Re: [PATCH v6 09/12] x86/sgx: Restructure top-level EPC reclaim function

From: Haitao Huang
Date: Sun Nov 26 2023 - 11:27:52 EST


On Mon, 20 Nov 2023 11:45:46 +0800, Huang, Kai <kai.huang@xxxxxxxxx> wrote:

On Mon, 2023-10-30 at 11:20 -0700, Haitao Huang wrote:
From: Sean Christopherson <sean.j.christopherson@xxxxxxxxx>

To prepare for per-cgroup reclamation, separate the top-level reclaim
function, sgx_reclaim_epc_pages(), into two separate functions:

- sgx_isolate_epc_pages() scans and isolates reclaimable pages from a given LRU list.
- sgx_do_epc_reclamation() performs the real reclamation for the already isolated pages.

Create a new function, sgx_reclaim_epc_pages_global(), calling those two
in succession, to replace the original sgx_reclaim_epc_pages(). The
above two functions will serve as building blocks for the reclamation
flows in later EPC cgroup implementation.

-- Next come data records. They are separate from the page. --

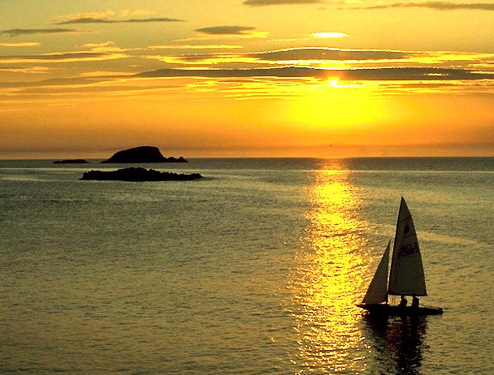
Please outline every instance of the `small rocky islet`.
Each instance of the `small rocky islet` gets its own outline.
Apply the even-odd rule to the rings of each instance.
[[[147,169],[142,167],[130,167],[117,170],[90,170],[82,174],[81,180],[100,181],[192,181],[202,178],[200,173],[177,173],[172,172],[160,172]]]
[[[178,159],[173,157],[165,158],[159,149],[155,146],[141,146],[123,150],[116,152],[109,159],[102,163],[139,164],[159,163],[188,163],[182,156]],[[133,182],[156,181],[192,181],[202,178],[200,173],[177,173],[172,172],[160,172],[142,167],[129,167],[117,170],[90,170],[82,174],[81,180],[101,181],[127,181]]]
[[[154,146],[140,146],[122,150],[101,162],[102,163],[115,164],[187,162],[182,156],[178,159],[173,156],[165,158],[160,149]]]
[[[56,160],[53,164],[89,164],[89,162],[84,159],[66,159]]]

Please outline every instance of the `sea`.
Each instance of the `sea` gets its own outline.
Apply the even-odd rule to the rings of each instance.
[[[89,161],[0,161],[0,374],[494,374],[494,158]],[[402,197],[442,315],[356,306]]]

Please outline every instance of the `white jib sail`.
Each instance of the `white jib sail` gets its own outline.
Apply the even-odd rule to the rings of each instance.
[[[380,303],[387,299],[388,264],[389,262],[389,250],[391,241],[388,243],[374,277],[369,285],[366,296],[362,301],[364,303]]]
[[[412,215],[403,197],[396,224],[388,292],[404,295],[412,295],[414,293],[417,296],[427,294],[417,234]]]

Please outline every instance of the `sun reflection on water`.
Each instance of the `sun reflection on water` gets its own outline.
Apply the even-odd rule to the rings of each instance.
[[[309,189],[306,235],[289,286],[298,346],[292,361],[298,374],[365,369],[357,325],[362,314],[355,303],[361,297],[367,225],[359,217],[361,201],[348,171],[327,163],[332,164],[316,171]]]

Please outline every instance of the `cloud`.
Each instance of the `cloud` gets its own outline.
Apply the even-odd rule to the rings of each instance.
[[[63,34],[66,33],[79,33],[80,32],[73,29],[9,29],[7,30],[0,30],[0,33],[7,34],[11,37],[18,37],[19,35],[32,35],[33,34]]]
[[[41,43],[36,42],[21,42],[19,43],[0,43],[0,47],[36,47]]]
[[[47,73],[49,70],[49,68],[45,66],[0,66],[0,72],[9,72],[15,73],[39,74],[40,73]]]
[[[151,49],[236,49],[244,48],[236,44],[164,44],[150,45]]]
[[[313,33],[310,35],[313,38],[346,38],[349,36],[348,34],[345,33],[339,33],[335,32],[323,32],[323,33]]]
[[[355,6],[350,8],[338,8],[339,9],[379,9],[390,8],[428,8],[437,10],[457,10],[468,9],[471,10],[494,10],[494,3],[457,3],[448,1],[411,1],[407,2],[393,2],[370,6]]]
[[[62,19],[75,20],[79,18],[106,18],[110,16],[113,16],[115,12],[111,9],[107,9],[104,12],[98,13],[97,12],[86,12],[85,13],[77,13],[73,14],[69,14],[66,16],[57,16],[56,18]]]
[[[402,51],[311,47],[249,53],[218,52],[174,56],[148,55],[143,57],[160,60],[168,63],[187,65],[217,65],[235,63],[311,66],[318,68],[321,64],[331,62],[358,63],[371,61],[404,61],[414,56],[412,52]]]
[[[82,17],[79,18],[71,19],[58,22],[55,25],[73,25],[76,24],[91,23],[145,23],[148,22],[182,22],[183,20],[177,18],[129,18],[126,20],[109,20],[107,18],[98,18],[93,17]]]
[[[264,31],[256,31],[255,27],[251,26],[212,26],[196,29],[196,32],[202,36],[200,39],[211,38],[265,38],[268,33]],[[182,40],[181,41],[197,40],[197,38]]]
[[[255,27],[246,26],[213,26],[197,29],[196,31],[211,35],[245,35],[255,30]]]
[[[322,4],[322,0],[245,0],[244,4],[250,6],[293,5],[294,4]]]
[[[126,17],[129,17],[129,16],[137,16],[138,17],[141,16],[149,16],[151,14],[154,14],[155,12],[152,10],[147,10],[145,9],[135,9],[134,10],[131,10],[129,9],[125,9],[123,10],[120,11],[120,14],[119,15],[119,17],[121,18],[124,18]]]
[[[252,54],[252,56],[261,60],[281,61],[401,60],[407,58],[412,55],[412,53],[402,51],[329,48],[291,48]]]
[[[64,63],[81,61],[97,61],[128,57],[124,53],[97,52],[67,52],[45,53],[40,55],[0,56],[0,64],[25,63],[31,62]]]
[[[302,67],[254,68],[249,69],[159,69],[144,72],[139,78],[197,77],[206,78],[275,77],[313,78],[328,79],[337,78],[346,81],[451,81],[494,79],[489,73],[474,72],[464,69],[435,68],[383,68],[361,69],[321,69]]]

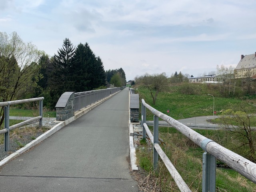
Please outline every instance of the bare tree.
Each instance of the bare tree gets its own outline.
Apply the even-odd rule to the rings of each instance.
[[[11,101],[24,96],[32,86],[39,71],[36,62],[43,54],[31,43],[24,42],[17,33],[0,32],[0,100]],[[0,126],[4,116],[0,111]]]
[[[252,126],[252,118],[255,115],[251,114],[245,104],[241,104],[239,110],[237,106],[224,111],[221,118],[224,122],[225,128],[234,134],[235,138],[239,139],[240,145],[239,147],[248,145],[249,146],[250,158],[253,161],[256,161],[255,130]]]
[[[168,80],[166,74],[165,73],[154,75],[146,74],[140,77],[140,79],[142,84],[150,90],[153,99],[153,103],[154,105],[159,92],[165,90],[168,85]]]

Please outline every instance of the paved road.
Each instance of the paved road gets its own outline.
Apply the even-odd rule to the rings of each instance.
[[[214,118],[218,118],[218,116],[215,116]],[[200,117],[192,117],[186,119],[180,119],[177,120],[179,122],[188,126],[192,129],[207,129],[215,130],[221,128],[222,126],[218,124],[213,124],[209,123],[206,121],[208,119],[213,118],[212,116],[202,116]],[[148,124],[152,125],[152,121],[147,121]],[[162,126],[170,126],[167,122],[163,121],[159,121],[159,125]]]
[[[126,88],[0,170],[1,191],[137,192]]]

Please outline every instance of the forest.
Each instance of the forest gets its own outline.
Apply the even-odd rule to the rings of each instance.
[[[44,106],[54,109],[65,92],[126,84],[122,69],[105,71],[101,59],[87,42],[76,46],[66,38],[56,52],[50,56],[16,32],[0,32],[0,101],[43,96]]]

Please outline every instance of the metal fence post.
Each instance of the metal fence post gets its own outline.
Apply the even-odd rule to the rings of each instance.
[[[201,144],[205,152],[203,154],[202,192],[215,192],[216,186],[216,158],[208,153],[206,145],[212,141],[206,139]]]
[[[4,134],[4,150],[8,151],[9,150],[9,146],[10,144],[10,106],[4,106],[4,128],[8,131]]]
[[[39,101],[39,116],[42,116],[42,118],[39,120],[39,128],[43,126],[43,100]]]
[[[158,119],[159,118],[156,115],[154,116],[154,144],[153,162],[154,170],[157,169],[157,164],[158,161],[158,154],[155,149],[154,145],[156,143],[158,143]]]
[[[146,123],[146,108],[145,106],[143,105],[143,104],[142,102],[141,102],[141,126],[142,127],[142,134],[143,135],[143,137],[142,138],[145,139],[146,138],[146,131],[145,130],[145,128],[144,128],[144,126],[143,125],[143,124],[144,123]]]

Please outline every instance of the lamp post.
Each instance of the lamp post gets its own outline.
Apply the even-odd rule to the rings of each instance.
[[[213,113],[212,113],[212,116],[213,116],[213,119],[214,119],[214,97],[213,96],[213,95],[211,95],[209,93],[208,94],[208,95],[211,95],[213,97]]]

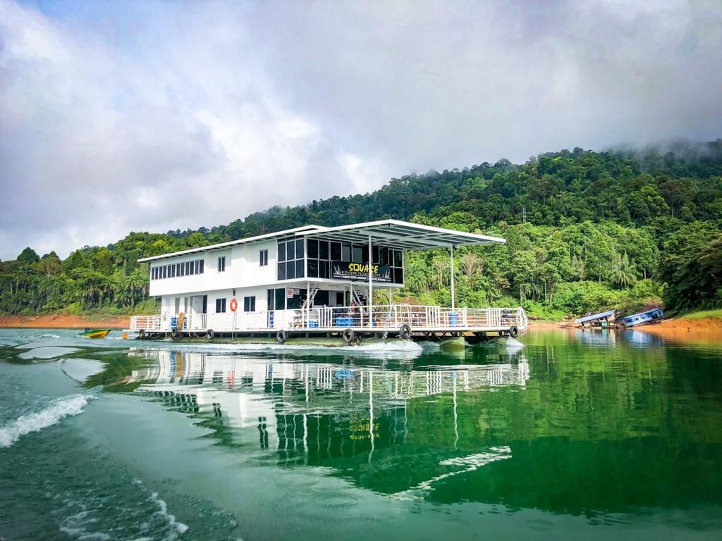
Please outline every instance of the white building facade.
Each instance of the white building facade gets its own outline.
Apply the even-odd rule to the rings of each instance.
[[[457,311],[453,300],[449,309],[391,304],[393,290],[404,285],[404,252],[448,247],[453,258],[455,246],[503,242],[385,220],[308,226],[147,258],[140,261],[149,263],[150,294],[160,297],[160,314],[134,317],[131,330],[211,330],[212,338],[235,331],[398,330],[405,321],[419,328],[469,326],[461,325],[469,322],[468,309]],[[452,296],[453,290],[452,283]]]

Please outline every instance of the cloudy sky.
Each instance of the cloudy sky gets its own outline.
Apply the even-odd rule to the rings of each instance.
[[[0,0],[0,259],[715,139],[721,66],[719,0]]]

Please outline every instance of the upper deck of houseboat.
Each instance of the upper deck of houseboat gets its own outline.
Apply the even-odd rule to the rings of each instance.
[[[136,316],[141,336],[291,335],[404,338],[517,335],[523,310],[393,304],[404,286],[404,254],[503,243],[498,237],[383,220],[308,226],[140,260],[150,265],[160,314]],[[383,295],[378,291],[383,292]],[[375,304],[374,293],[377,293]],[[379,302],[381,300],[381,302]],[[386,302],[383,303],[383,301]]]

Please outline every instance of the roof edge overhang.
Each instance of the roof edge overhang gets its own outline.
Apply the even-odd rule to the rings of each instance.
[[[361,224],[337,226],[336,227],[324,227],[323,226],[308,225],[295,227],[291,229],[266,233],[246,239],[231,240],[220,244],[209,245],[198,248],[191,248],[180,252],[173,252],[161,255],[154,255],[149,258],[139,259],[138,263],[156,261],[168,258],[182,255],[189,255],[214,250],[220,250],[231,246],[237,246],[250,242],[294,235],[298,237],[315,237],[316,238],[334,238],[339,241],[352,242],[364,242],[368,240],[369,236],[372,242],[383,242],[391,247],[406,250],[434,250],[436,248],[471,246],[484,244],[505,244],[506,240],[498,237],[466,233],[463,231],[447,229],[443,227],[414,224],[401,220],[378,220],[367,221]]]

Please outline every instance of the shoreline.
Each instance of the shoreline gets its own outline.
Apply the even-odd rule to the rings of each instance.
[[[45,315],[0,315],[0,328],[44,328],[84,329],[112,328],[127,329],[131,317],[125,315],[69,315],[46,314]]]

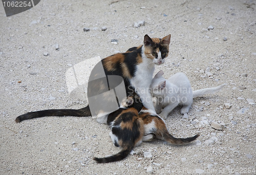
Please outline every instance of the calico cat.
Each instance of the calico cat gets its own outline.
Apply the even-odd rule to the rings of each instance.
[[[142,141],[151,141],[156,137],[173,144],[183,145],[199,136],[196,135],[186,138],[174,137],[168,132],[163,119],[152,110],[142,106],[138,96],[130,96],[123,100],[122,106],[115,112],[114,116],[112,114],[109,115],[108,123],[112,130],[110,136],[114,145],[122,147],[122,150],[113,156],[94,158],[93,160],[97,163],[120,161],[126,158],[132,149],[140,144]],[[138,111],[140,111],[139,113]],[[116,116],[116,118],[113,118]]]
[[[170,39],[170,34],[163,38],[152,38],[145,35],[143,45],[132,48],[125,53],[110,56],[102,59],[97,64],[103,66],[104,73],[106,77],[108,76],[117,75],[123,78],[126,96],[132,94],[133,91],[136,91],[143,100],[143,105],[154,111],[148,88],[152,80],[155,65],[163,63],[168,56]],[[97,69],[94,68],[90,78],[94,79],[98,74],[97,71]],[[97,84],[91,88],[93,89],[95,86]],[[100,86],[98,85],[96,88],[99,88],[98,90],[99,93],[101,91],[103,91],[105,87],[100,89]],[[110,89],[110,87],[107,88]],[[146,90],[145,92],[145,90]],[[78,110],[48,110],[29,112],[17,117],[15,121],[18,123],[24,120],[45,116],[86,117],[91,115],[90,108],[88,105]],[[107,117],[108,115],[97,118],[97,120],[99,123],[106,123]]]
[[[166,80],[162,76],[163,71],[156,74],[151,85],[152,96],[157,97],[155,110],[163,119],[177,105],[182,106],[180,113],[187,113],[193,102],[193,98],[221,90],[226,84],[193,91],[189,80],[183,73],[178,73]],[[163,108],[162,112],[162,108]]]
[[[122,105],[119,110],[110,114],[108,117],[108,123],[111,127],[110,137],[114,145],[121,146],[122,150],[111,156],[94,158],[93,160],[97,163],[121,160],[128,156],[131,150],[142,142],[144,127],[142,120],[139,117],[139,112],[143,105],[139,101],[134,103],[133,98],[135,98],[138,99],[138,96],[129,97],[127,100],[123,100],[124,105]]]

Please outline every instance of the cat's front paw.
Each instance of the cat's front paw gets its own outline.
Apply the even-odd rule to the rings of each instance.
[[[157,113],[157,114],[160,114],[161,113],[161,112],[162,111],[162,110],[161,110],[161,109],[155,109],[156,110],[156,113]]]

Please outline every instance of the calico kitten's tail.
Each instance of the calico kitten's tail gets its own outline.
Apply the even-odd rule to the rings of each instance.
[[[17,117],[15,119],[16,123],[22,121],[46,116],[91,116],[89,105],[79,110],[48,110],[28,113]]]
[[[93,160],[99,163],[119,161],[124,159],[128,156],[133,148],[132,147],[129,146],[126,149],[123,149],[116,155],[102,158],[93,158]]]
[[[199,136],[197,134],[193,137],[187,137],[186,138],[176,138],[172,136],[167,130],[164,129],[163,132],[162,132],[162,136],[164,140],[169,143],[176,145],[184,145],[184,144],[189,143],[196,140]]]
[[[227,85],[227,84],[224,83],[217,87],[205,88],[193,91],[193,98],[201,96],[207,94],[212,94],[216,93],[221,90],[226,85]]]

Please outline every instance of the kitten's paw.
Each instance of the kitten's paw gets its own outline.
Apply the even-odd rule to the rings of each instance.
[[[166,120],[167,119],[167,115],[163,115],[163,114],[159,114],[158,115],[164,120]]]

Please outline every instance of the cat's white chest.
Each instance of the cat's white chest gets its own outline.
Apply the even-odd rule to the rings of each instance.
[[[136,68],[135,76],[131,79],[132,85],[135,89],[148,89],[155,71],[154,65],[149,65],[147,62],[142,62],[137,65]]]

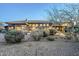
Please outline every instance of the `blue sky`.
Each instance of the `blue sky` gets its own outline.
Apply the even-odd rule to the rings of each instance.
[[[0,21],[46,20],[47,12],[53,7],[63,8],[63,4],[47,3],[0,3]]]

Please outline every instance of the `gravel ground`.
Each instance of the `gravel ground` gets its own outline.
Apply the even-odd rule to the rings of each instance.
[[[0,37],[1,41],[2,39],[3,35]],[[79,42],[59,39],[6,44],[1,41],[0,56],[79,56]]]

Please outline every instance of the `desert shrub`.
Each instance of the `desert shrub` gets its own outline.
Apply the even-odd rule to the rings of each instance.
[[[7,32],[7,30],[4,30],[4,29],[1,31],[1,33],[6,33],[6,32]]]
[[[39,41],[43,37],[43,30],[33,31],[30,35],[35,41]]]
[[[49,31],[46,31],[46,30],[43,31],[43,37],[47,37],[49,36],[49,34],[50,34]]]
[[[55,35],[57,31],[55,29],[49,29],[50,35]]]
[[[18,43],[24,38],[24,34],[21,31],[10,30],[5,34],[5,40],[8,43]]]
[[[49,41],[54,41],[55,40],[55,38],[53,36],[47,36],[46,39],[49,40]]]

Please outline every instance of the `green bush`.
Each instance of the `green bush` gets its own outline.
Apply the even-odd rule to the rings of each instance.
[[[31,32],[30,35],[35,41],[39,41],[41,37],[43,37],[43,30],[36,30],[34,32]]]
[[[50,35],[55,35],[57,31],[55,29],[49,29]]]
[[[7,30],[4,30],[4,29],[1,31],[1,33],[6,33],[6,32],[7,32]]]
[[[55,38],[53,36],[48,36],[48,37],[46,37],[46,39],[49,40],[49,41],[54,41],[55,40]]]
[[[49,31],[45,31],[45,30],[43,31],[43,37],[47,37],[49,36],[49,34],[50,34]]]
[[[10,30],[5,34],[5,40],[8,43],[18,43],[24,38],[24,34],[21,31]]]

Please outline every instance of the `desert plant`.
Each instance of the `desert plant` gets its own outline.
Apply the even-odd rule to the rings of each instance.
[[[30,35],[35,41],[39,41],[43,37],[43,30],[33,31]]]
[[[21,31],[10,30],[5,34],[5,40],[8,43],[18,43],[24,38],[24,34]]]
[[[50,34],[49,31],[47,31],[47,30],[43,31],[43,37],[47,37],[47,36],[49,36],[49,34]]]
[[[55,29],[49,29],[50,35],[55,35],[57,31]]]
[[[47,36],[46,39],[49,40],[49,41],[54,41],[55,40],[55,38],[53,36]]]

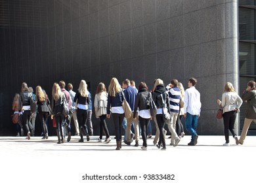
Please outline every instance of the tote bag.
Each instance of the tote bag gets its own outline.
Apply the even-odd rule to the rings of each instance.
[[[125,116],[126,119],[129,119],[129,118],[133,117],[133,112],[131,111],[130,105],[129,105],[128,102],[125,99],[125,97],[123,95],[123,91],[121,92],[122,92],[122,95],[123,97],[122,107],[123,108],[123,110],[125,111]]]

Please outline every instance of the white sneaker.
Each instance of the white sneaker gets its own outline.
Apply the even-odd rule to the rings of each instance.
[[[145,146],[141,146],[141,150],[147,150],[148,148],[146,147],[145,147]]]
[[[26,138],[26,139],[30,140],[30,132],[28,132],[28,137]]]
[[[236,141],[236,144],[238,145],[239,144],[239,141],[238,137],[235,136],[234,137],[235,141]]]
[[[106,139],[106,144],[108,144],[111,141],[110,137]]]
[[[174,144],[173,146],[177,146],[179,144],[179,142],[181,142],[181,139],[178,137],[175,140],[175,143]]]

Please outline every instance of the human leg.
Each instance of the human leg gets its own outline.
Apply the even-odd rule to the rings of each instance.
[[[244,141],[245,139],[245,137],[248,131],[249,127],[250,126],[251,123],[253,120],[252,119],[248,119],[246,118],[244,119],[243,129],[242,130],[240,138],[239,139],[240,144],[244,144]]]

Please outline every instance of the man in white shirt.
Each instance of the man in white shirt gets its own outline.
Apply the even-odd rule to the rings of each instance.
[[[185,91],[184,99],[184,117],[186,129],[191,133],[191,142],[188,146],[195,146],[198,143],[198,135],[196,133],[198,119],[200,116],[201,101],[200,93],[196,89],[197,80],[190,78],[188,80],[188,88]]]

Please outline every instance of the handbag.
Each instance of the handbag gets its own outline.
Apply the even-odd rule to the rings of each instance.
[[[33,99],[33,96],[30,97],[30,110],[31,113],[34,113],[37,108],[37,102]]]
[[[125,116],[126,119],[130,119],[131,118],[133,118],[133,112],[131,111],[130,105],[129,105],[128,102],[125,99],[123,91],[121,91],[121,93],[123,97],[123,100],[122,102],[122,107],[123,110],[125,111]]]
[[[166,95],[165,95],[165,95],[166,97]],[[167,123],[170,120],[171,120],[171,114],[168,111],[168,108],[166,106],[166,103],[165,103],[165,100],[163,99],[163,93],[161,94],[161,99],[162,99],[162,101],[163,101],[163,122],[165,123]]]
[[[55,118],[53,119],[53,127],[57,127],[57,124],[56,124]]]
[[[16,124],[18,122],[19,114],[18,113],[13,114],[11,116],[12,117],[12,124]]]
[[[156,105],[154,102],[152,97],[150,97],[150,92],[148,92],[148,105],[149,106],[150,108],[151,116],[155,117],[157,113]]]
[[[220,120],[222,118],[223,118],[223,108],[221,107],[221,105],[220,105],[218,111],[217,112],[216,118]]]
[[[67,106],[67,103],[66,102],[66,98],[65,98],[65,95],[62,95],[62,114],[64,116],[66,116],[69,114],[69,110],[68,108],[68,106]]]

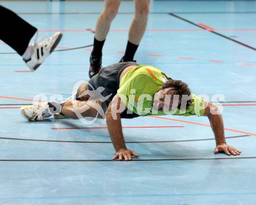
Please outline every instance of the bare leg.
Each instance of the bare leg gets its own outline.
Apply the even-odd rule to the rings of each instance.
[[[96,24],[95,37],[98,41],[106,39],[111,22],[118,13],[120,2],[121,0],[105,0],[105,8]]]
[[[129,41],[135,45],[140,44],[145,33],[148,21],[150,0],[134,0],[135,15],[129,34]]]

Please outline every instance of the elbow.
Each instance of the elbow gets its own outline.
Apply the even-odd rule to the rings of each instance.
[[[209,103],[207,107],[206,108],[207,116],[208,117],[212,116],[221,116],[221,113],[218,107],[212,103]]]

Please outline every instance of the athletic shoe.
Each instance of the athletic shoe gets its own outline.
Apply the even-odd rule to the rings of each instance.
[[[28,105],[20,109],[22,116],[29,121],[38,121],[50,117],[49,105],[48,102],[38,105]]]
[[[102,68],[102,57],[93,56],[91,55],[90,56],[89,77],[90,78],[97,74]]]
[[[23,59],[32,71],[37,70],[45,60],[45,58],[54,51],[62,37],[62,34],[57,32],[51,38],[37,42],[35,42],[32,47],[30,59],[29,60]]]

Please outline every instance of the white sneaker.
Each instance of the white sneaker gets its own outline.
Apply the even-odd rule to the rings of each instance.
[[[64,100],[63,100],[62,102],[61,102],[60,104],[65,103],[66,102],[72,100],[75,100],[76,98],[76,95],[72,95],[69,98],[67,98],[65,99]],[[54,114],[54,118],[56,119],[63,119],[65,118],[67,118],[67,117],[66,117],[65,115],[62,114],[61,113],[59,114]]]
[[[20,109],[22,116],[29,121],[42,120],[45,118],[51,116],[49,113],[48,102],[38,105],[28,105]]]
[[[35,42],[32,47],[30,59],[23,59],[32,71],[37,70],[45,58],[54,51],[62,38],[62,34],[57,32],[52,37],[45,40]]]

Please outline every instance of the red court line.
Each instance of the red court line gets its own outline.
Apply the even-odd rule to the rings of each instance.
[[[183,60],[194,60],[195,59],[194,57],[179,57],[179,59],[183,59]]]
[[[15,70],[15,73],[31,73],[31,70]]]
[[[5,98],[5,99],[11,99],[13,100],[26,100],[26,101],[34,101],[34,102],[45,102],[44,100],[37,100],[31,99],[27,98],[13,98],[13,97],[7,97],[5,96],[0,96],[0,98]]]
[[[132,126],[123,127],[123,128],[180,128],[184,126]],[[107,127],[53,127],[52,130],[93,130],[107,129]]]
[[[177,119],[173,119],[173,118],[172,118],[164,117],[159,117],[159,116],[150,116],[150,117],[155,117],[155,118],[159,118],[159,119],[168,120],[175,121],[176,121],[176,122],[184,123],[187,123],[187,124],[194,124],[194,125],[201,125],[201,126],[204,126],[204,127],[211,127],[211,125],[208,125],[208,124],[202,124],[202,123],[195,123],[195,122],[191,122],[191,121],[190,121],[177,120]],[[230,128],[224,128],[224,130],[244,134],[246,135],[252,135],[252,136],[256,136],[256,134],[254,134],[254,133],[244,132],[244,131],[241,131],[236,130],[233,130],[233,129],[230,129]]]
[[[158,54],[152,54],[152,53],[148,53],[147,54],[149,56],[155,56],[155,57],[163,57],[162,55],[158,55]]]
[[[199,24],[198,24],[199,25]],[[202,26],[200,25],[201,26]],[[256,31],[256,28],[213,28],[210,27],[208,27],[207,25],[207,27],[214,29],[214,31]],[[204,26],[202,26],[205,27]],[[207,27],[205,27],[207,28]],[[112,32],[128,32],[129,30],[128,29],[115,29],[111,30],[110,31]],[[91,30],[40,30],[39,32],[89,32],[91,33]],[[197,29],[186,29],[186,28],[181,28],[181,29],[175,29],[175,28],[170,28],[170,29],[148,29],[146,30],[146,32],[191,32],[191,31],[206,31],[205,30],[202,28],[197,28]]]
[[[241,63],[241,64],[243,66],[254,66],[254,64],[252,63]]]
[[[0,107],[0,109],[18,109],[20,108],[20,107]]]
[[[255,106],[256,104],[229,104],[229,105],[222,105],[223,106]],[[217,105],[217,106],[219,105]]]
[[[214,62],[214,63],[224,63],[223,60],[209,60],[210,62]]]
[[[207,26],[206,24],[204,24],[202,23],[198,23],[197,25],[201,26],[201,27],[205,28],[206,29],[207,29],[208,31],[214,31],[214,28],[210,27],[209,26]]]

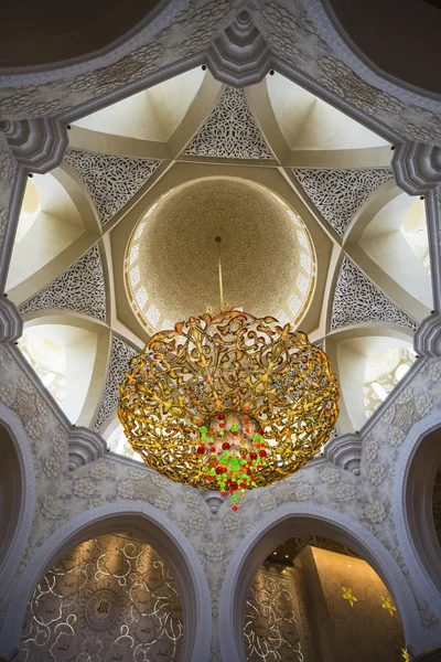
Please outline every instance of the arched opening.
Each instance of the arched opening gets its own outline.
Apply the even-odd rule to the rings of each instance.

sgx_do_epc_reclamation() returns the number of reclaimed pages. The EPC
cgroup will use the result to track reclaiming progress.

sgx_isolate_epc_pages() returns the additional number of pages to scan
for current epoch of reclamation. The EPC cgroup will use the result to
determine if more scanning to be done in LRUs in its children groups.

This changelog says nothing about "why", but only mentions the "implementation".

For instance, assuming we need to reclaim @npages_to_reclaim from the
@epc_cgrp_to_reclaim and its descendants, why cannot we do:

for_each_cgroup_and_descendants(&epc_cgrp_to_reclaim, &epc_cgrp) {
if (npages_to_reclaim <= 0)
return;

npages_to_reclaim -= sgx_reclaim_pages_lru(&epc_cgrp->lru,
npages_to_reclaim);
}

Is there any difference to have "isolate" + "reclaim"?


This is to optimize "reclaim". See how etrack was done in sgx_encl_ewb.
Here we just follow the same design as ksgxd for each reclamation cycle.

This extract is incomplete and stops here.